If your father of the bride or father of the groom role is just begun or whether the day itself is fast approaching you may be wondering what your actual role is and/or how you can support the happy couple in their wedding planning journey. We’ve got you! From how to support emotionally, to communicating effectively to establish what role you are expected to play in the process and on the actual day. Here are our top tips for the father of the bride or groom for the special day…
Communication Is Key
As with most things in life, communication is key, and this especially applies when it comes to your son or daughter’s wedding day. This may be an easy or harder task for some people but it’s an imperative part of your role. Talk to your son or daughter and their partner about what is expected of you on their wedding day and what role you are expected to play. Now, you may be clear in your own mind of the important role you are playing however it’s best to open up lines of communication so you are all clear on what you actually need to do. Modern weddings take place in all shapes, sizes and forms so there may be some less traditional aspects that you are not familiar with that you will need to know about or there may be some traditional aspects that will not be included! Understand their vision and communicate to ensure a smooth process.
Offer Emotional Support
Weddings are for obvious reasons generally emotionally charged events. Be prepared for it, even if you don’t consider yourself an emotional person. Make sure you offer emotional support for your son or daughter too. They will thank you for your words of reassurance and encouragement both on the day and throughout the wedding planning process. Stay calm, talk things through and be rational about obstacles and feelings that may arise. they will love you all the more for it.
The Finances
Long gone are the days of the dowry so it’s best to open up the lines of communication about the finances. If you are planning to contribute a lump sum or you would like to pay for something in particular let the couple know early on so they can include this in their budgeting. Please note generally most couples nowadays do not expect a contribution towards their wedding day. So if it is not within your capability to offer anything of monetary value then chat to your son or daughter about it. Your support in an emotional way is much more valued than a monetary contribution. If you’re good with money and budgeting offer to help them with this too.
Planning The Wedding
Now of course we’re not saying go full steam ahead and plan their wedding for them, but getting involved in the wedding planning may help them out greatly. It can be something as simple as attending meetings with suppliers with the couple or going to a menu tasting with them. Your presence may offer reassurance and a different perspective about things they may not have thought about!

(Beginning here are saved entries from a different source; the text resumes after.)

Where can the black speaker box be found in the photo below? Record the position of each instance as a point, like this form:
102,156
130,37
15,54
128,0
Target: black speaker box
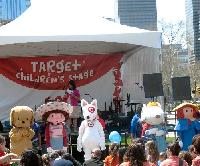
181,88
152,85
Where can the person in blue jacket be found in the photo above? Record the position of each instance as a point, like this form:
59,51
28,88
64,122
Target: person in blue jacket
187,125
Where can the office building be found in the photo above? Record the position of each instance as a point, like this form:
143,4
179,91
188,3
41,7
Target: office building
11,9
138,13
193,29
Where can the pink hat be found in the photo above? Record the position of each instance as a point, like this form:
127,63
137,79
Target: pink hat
52,106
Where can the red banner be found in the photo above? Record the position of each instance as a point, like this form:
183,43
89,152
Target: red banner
52,72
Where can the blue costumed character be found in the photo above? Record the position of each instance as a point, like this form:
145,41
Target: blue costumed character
187,126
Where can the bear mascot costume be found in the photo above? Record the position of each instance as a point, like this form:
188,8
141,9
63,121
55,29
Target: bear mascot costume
91,134
187,126
55,115
21,118
152,117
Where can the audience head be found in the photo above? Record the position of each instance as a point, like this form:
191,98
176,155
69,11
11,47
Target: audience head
46,160
191,149
186,156
69,157
173,149
113,149
162,156
29,158
2,143
136,155
196,143
152,150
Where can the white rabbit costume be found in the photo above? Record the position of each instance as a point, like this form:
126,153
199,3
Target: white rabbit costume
153,128
91,134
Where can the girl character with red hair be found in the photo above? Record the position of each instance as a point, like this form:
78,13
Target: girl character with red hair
187,126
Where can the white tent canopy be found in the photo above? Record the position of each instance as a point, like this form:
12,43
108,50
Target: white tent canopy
69,26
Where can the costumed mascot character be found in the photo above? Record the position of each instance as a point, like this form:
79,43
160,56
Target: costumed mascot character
136,125
55,114
91,134
187,126
21,118
153,128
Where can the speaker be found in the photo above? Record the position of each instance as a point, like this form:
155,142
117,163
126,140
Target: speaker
152,85
181,88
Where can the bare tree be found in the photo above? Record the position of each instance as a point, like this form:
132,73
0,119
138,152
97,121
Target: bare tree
173,42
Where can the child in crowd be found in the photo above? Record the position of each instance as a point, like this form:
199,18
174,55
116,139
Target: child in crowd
113,158
186,156
5,159
152,153
191,149
173,150
196,143
162,157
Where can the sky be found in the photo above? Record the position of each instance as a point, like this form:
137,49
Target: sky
169,10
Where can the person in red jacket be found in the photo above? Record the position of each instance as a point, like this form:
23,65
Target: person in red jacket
55,114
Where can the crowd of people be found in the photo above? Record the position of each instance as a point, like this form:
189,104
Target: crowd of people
151,151
137,153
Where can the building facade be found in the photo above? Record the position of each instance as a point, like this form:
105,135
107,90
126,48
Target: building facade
193,29
11,9
138,13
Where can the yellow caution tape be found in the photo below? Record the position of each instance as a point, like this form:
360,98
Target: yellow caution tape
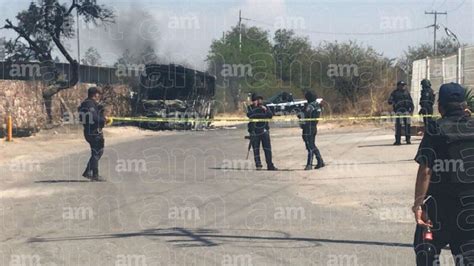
276,119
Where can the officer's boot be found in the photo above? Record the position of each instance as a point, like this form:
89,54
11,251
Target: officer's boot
321,163
309,162
95,174
397,141
87,172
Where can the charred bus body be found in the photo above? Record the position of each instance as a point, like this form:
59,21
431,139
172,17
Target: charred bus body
177,93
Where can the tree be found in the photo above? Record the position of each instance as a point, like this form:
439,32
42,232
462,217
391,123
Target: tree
445,47
44,26
292,55
352,69
250,68
91,57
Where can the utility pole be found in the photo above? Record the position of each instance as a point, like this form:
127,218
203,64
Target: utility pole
78,44
435,27
240,30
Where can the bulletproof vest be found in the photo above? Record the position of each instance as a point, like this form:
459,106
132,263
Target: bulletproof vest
454,149
402,100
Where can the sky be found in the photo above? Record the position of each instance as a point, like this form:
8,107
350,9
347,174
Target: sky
182,31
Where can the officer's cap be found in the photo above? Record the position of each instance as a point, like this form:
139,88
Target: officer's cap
309,96
93,91
256,97
426,83
451,93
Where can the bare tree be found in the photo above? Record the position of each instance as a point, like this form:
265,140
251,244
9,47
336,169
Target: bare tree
44,26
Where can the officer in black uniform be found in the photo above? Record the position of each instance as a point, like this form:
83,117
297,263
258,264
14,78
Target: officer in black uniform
444,192
402,104
312,110
91,114
260,132
426,101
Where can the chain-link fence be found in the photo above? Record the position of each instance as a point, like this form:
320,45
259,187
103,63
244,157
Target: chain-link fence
439,70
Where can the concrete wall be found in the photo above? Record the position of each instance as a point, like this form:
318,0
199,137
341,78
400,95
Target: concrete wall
23,100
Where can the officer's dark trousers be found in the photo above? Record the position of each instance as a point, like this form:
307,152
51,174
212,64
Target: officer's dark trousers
427,119
264,139
452,224
96,142
310,143
398,128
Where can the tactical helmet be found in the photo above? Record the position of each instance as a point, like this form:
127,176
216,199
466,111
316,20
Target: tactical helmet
425,83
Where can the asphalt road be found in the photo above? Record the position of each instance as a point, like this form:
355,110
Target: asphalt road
191,198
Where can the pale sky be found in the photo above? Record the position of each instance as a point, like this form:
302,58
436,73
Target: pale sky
182,31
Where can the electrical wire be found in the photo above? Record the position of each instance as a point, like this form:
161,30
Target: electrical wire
345,33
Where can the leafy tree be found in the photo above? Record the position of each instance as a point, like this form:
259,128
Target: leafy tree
351,69
44,26
292,55
444,46
91,57
250,68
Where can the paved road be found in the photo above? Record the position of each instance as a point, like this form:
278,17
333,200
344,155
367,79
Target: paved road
191,199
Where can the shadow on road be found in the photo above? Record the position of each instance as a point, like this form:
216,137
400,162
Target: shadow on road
385,145
183,237
62,181
247,169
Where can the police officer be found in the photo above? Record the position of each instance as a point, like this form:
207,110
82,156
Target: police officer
444,191
91,114
402,104
259,132
312,110
426,101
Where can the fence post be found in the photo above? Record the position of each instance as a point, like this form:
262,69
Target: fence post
460,71
9,128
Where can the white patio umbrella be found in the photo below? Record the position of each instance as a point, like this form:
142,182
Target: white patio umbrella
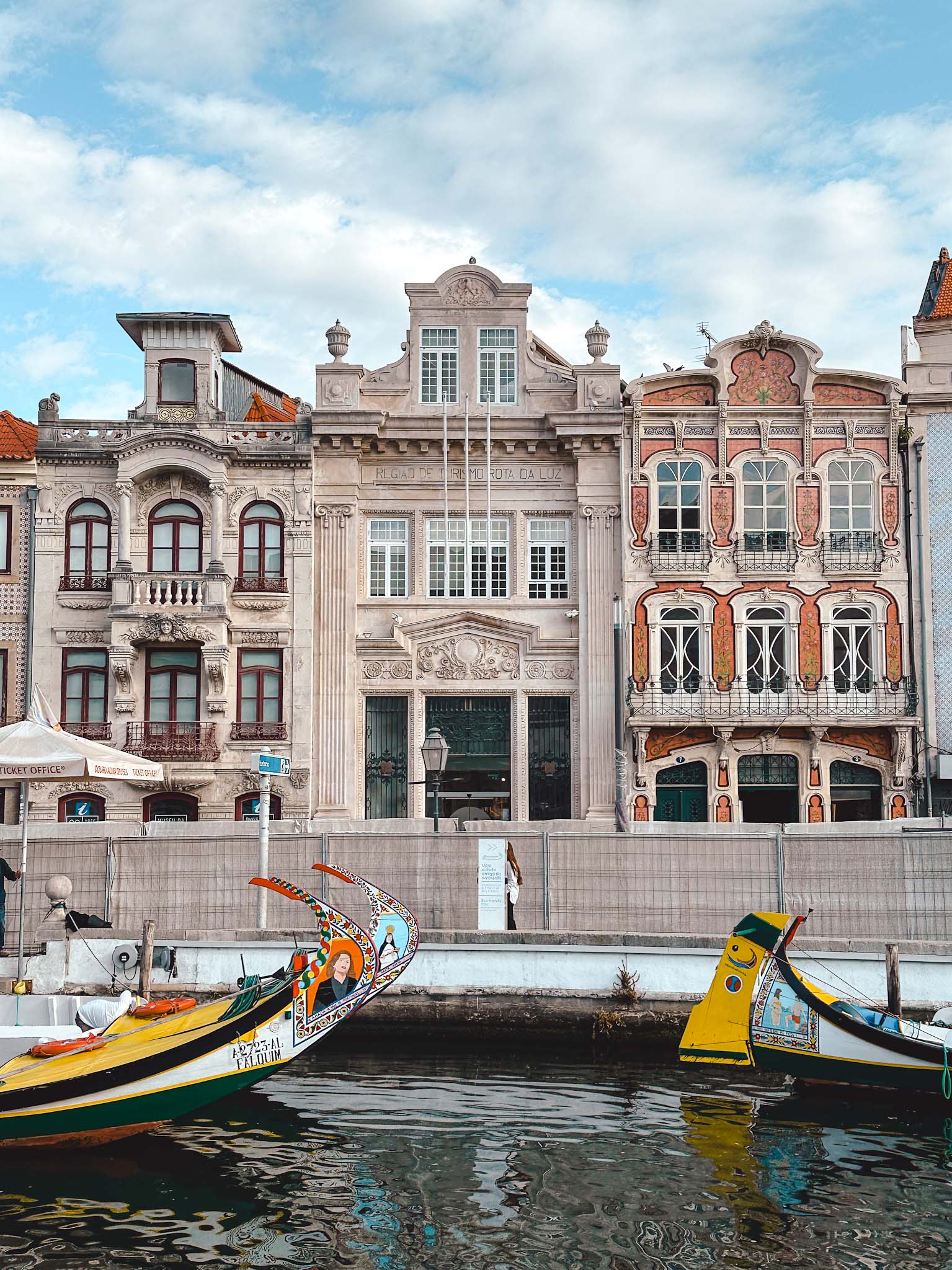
38,750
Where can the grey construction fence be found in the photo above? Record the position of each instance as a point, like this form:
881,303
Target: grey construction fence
896,886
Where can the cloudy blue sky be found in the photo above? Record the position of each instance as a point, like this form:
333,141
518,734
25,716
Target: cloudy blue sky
651,163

Walking Down The Aisle and First Look
If the wedding is taking a traditional format then you will be expected to have a first look and walk your daughter down the aisle. This can be a daunting and emotional part of the wedding for both of you. Support each other and cherish the special moments. Practice if you need to and don’t walk too fast! If you are supporting your son at the front of the ceremony offering kind and reassuring words or telling a dad joke might be a welcomed distraction!
Photography and Logistics
Continue your support throughout the day with the logistics. This could be anything from being a point of contact for the venue if anything needs dealing or helping with the logistics of collating families for any formal photography. Taking this role can only be a good thing as it will alleviate stress for the happy couple.
The Speech
Traditionally, the father of the bride gives a speech during the reception. So if the wedding is taking this format you will need to have something prepared of course Prepare a heartfelt speech that celebrates your daughter’s journey, expresses your love and pride, and offers well wishes to the newlyweds. Keep it sincere, concise, and light-hearted.

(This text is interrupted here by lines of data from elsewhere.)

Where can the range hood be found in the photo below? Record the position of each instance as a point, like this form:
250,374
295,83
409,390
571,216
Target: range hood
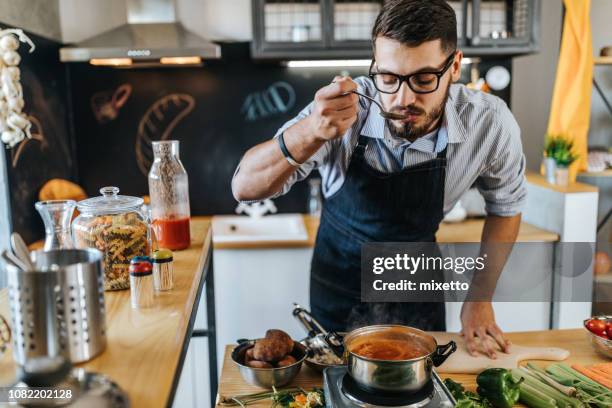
152,37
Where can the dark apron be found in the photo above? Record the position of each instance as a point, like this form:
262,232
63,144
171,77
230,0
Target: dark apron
374,207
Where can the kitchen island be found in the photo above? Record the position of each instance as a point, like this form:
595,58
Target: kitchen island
575,341
146,348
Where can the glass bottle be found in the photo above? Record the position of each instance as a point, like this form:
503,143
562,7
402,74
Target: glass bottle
169,192
57,215
314,199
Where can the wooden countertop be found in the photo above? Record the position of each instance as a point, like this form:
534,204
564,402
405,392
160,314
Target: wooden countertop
469,230
146,347
574,187
574,340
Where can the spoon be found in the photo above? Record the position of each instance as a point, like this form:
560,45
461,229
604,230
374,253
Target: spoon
385,114
14,260
21,250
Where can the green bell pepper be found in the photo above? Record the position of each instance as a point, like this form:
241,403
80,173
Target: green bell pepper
498,386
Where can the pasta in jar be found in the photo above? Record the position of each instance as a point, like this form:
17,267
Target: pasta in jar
113,225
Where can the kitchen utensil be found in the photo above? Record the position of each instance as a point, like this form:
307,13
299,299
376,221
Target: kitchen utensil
5,335
313,328
380,375
601,345
56,215
73,386
12,259
268,377
385,114
34,314
341,392
462,362
169,191
21,250
58,308
113,224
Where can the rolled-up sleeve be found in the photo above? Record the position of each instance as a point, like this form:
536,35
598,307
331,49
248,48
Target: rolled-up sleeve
502,182
314,162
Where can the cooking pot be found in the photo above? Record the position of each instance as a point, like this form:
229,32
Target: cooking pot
408,375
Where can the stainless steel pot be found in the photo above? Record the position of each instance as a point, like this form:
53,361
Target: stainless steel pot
395,375
268,377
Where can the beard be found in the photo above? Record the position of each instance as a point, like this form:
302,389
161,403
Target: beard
411,131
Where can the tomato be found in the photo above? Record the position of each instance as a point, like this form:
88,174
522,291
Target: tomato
597,326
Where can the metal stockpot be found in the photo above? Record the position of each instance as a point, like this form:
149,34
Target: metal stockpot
395,375
58,309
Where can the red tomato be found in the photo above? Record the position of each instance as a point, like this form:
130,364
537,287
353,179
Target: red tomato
597,326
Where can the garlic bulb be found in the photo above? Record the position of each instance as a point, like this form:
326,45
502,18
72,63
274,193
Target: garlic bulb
14,125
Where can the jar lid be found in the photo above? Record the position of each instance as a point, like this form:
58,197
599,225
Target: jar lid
161,255
109,203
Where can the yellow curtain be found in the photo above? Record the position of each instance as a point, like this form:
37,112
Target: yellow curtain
571,104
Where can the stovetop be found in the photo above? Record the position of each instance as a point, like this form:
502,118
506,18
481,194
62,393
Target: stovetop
436,396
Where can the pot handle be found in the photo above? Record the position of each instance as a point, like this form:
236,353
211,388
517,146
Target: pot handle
442,353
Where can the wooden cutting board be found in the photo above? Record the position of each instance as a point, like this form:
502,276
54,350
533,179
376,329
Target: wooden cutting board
462,362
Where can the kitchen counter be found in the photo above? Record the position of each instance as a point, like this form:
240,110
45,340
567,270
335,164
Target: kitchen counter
469,230
575,340
146,348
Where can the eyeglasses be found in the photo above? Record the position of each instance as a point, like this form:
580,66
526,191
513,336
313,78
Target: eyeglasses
419,82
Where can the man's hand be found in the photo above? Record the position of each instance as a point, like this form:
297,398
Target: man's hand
480,331
334,110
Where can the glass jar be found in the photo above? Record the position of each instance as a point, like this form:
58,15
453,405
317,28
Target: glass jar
114,225
169,192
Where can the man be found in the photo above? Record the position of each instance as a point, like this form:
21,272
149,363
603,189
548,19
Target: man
393,180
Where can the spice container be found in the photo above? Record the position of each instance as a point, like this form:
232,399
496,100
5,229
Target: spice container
114,225
169,191
141,282
163,277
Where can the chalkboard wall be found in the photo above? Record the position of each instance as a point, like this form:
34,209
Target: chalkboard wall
49,153
220,110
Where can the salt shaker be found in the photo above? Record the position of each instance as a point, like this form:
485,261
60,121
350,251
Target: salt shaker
141,282
162,261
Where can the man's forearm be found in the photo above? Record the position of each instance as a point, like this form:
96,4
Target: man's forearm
264,170
498,237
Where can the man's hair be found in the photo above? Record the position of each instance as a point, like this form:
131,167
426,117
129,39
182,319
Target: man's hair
413,22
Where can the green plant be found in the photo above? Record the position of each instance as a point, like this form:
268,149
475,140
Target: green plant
560,149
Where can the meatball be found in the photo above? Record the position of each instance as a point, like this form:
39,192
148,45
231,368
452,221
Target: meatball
269,350
282,338
285,361
259,364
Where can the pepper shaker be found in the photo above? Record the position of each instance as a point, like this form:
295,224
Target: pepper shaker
141,282
163,277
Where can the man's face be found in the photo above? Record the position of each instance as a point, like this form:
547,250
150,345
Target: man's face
422,111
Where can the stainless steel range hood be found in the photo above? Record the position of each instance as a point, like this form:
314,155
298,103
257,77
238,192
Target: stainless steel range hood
152,36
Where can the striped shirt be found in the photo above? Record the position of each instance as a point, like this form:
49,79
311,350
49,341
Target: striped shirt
482,136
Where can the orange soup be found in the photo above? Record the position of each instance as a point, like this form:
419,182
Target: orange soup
380,348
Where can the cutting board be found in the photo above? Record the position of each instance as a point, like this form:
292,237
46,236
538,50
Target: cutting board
462,362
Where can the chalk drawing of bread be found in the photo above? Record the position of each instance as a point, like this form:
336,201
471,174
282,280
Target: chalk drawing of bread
158,123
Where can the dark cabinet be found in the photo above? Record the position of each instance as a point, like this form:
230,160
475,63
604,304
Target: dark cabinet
311,29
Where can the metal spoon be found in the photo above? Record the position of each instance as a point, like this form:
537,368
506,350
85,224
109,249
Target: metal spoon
21,250
385,114
14,260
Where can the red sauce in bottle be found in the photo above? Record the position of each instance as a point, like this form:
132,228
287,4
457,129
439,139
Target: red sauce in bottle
172,233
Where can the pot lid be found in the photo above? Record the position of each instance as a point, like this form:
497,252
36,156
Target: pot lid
110,202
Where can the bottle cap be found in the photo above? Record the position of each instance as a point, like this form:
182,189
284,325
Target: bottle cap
161,255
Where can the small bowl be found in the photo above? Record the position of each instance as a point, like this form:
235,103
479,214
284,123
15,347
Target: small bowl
601,345
268,377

Check Out Our Speech Tips Here >> How To Write A Father Of The Bride Speech And Deliver It Without Tears
The Dance
The father-daughter dance is now not generally seen at all weddings. However, if your daughter decides she wants to do this, it’s a very special moment that traditionally represents thanks for the love and guidance given as they enter their new phase of life with their partner. Some people do choreographed dances, some a classic sway. Whatever you decide it will be perfect for you. Alas, you don’t have to follow traditions so if you want to do a father-son dance, do it! Both are opportunities to create cherished and fun memories.
Hosting At The Wedding
Generally, the fathers involved in the wedding won’t be expected to host the whole day, but being a low-key host can help the couple. Make an effort to ensure all guests are looked after, making everyone feel welcome! Remember to mingle and show gratitude for all guests presence on this special day. All of this will help to create a wonderful and loving atmosphere.
Your Well-being
Your well-being is important too. Make sure you look after yourself in the run-up to the wedding and on the actual day itself. Make sure you continue to do the things you love amidst the (sometimes) craziness of the planning. A happy Father of the Bride or Groom means a happy son or daughter!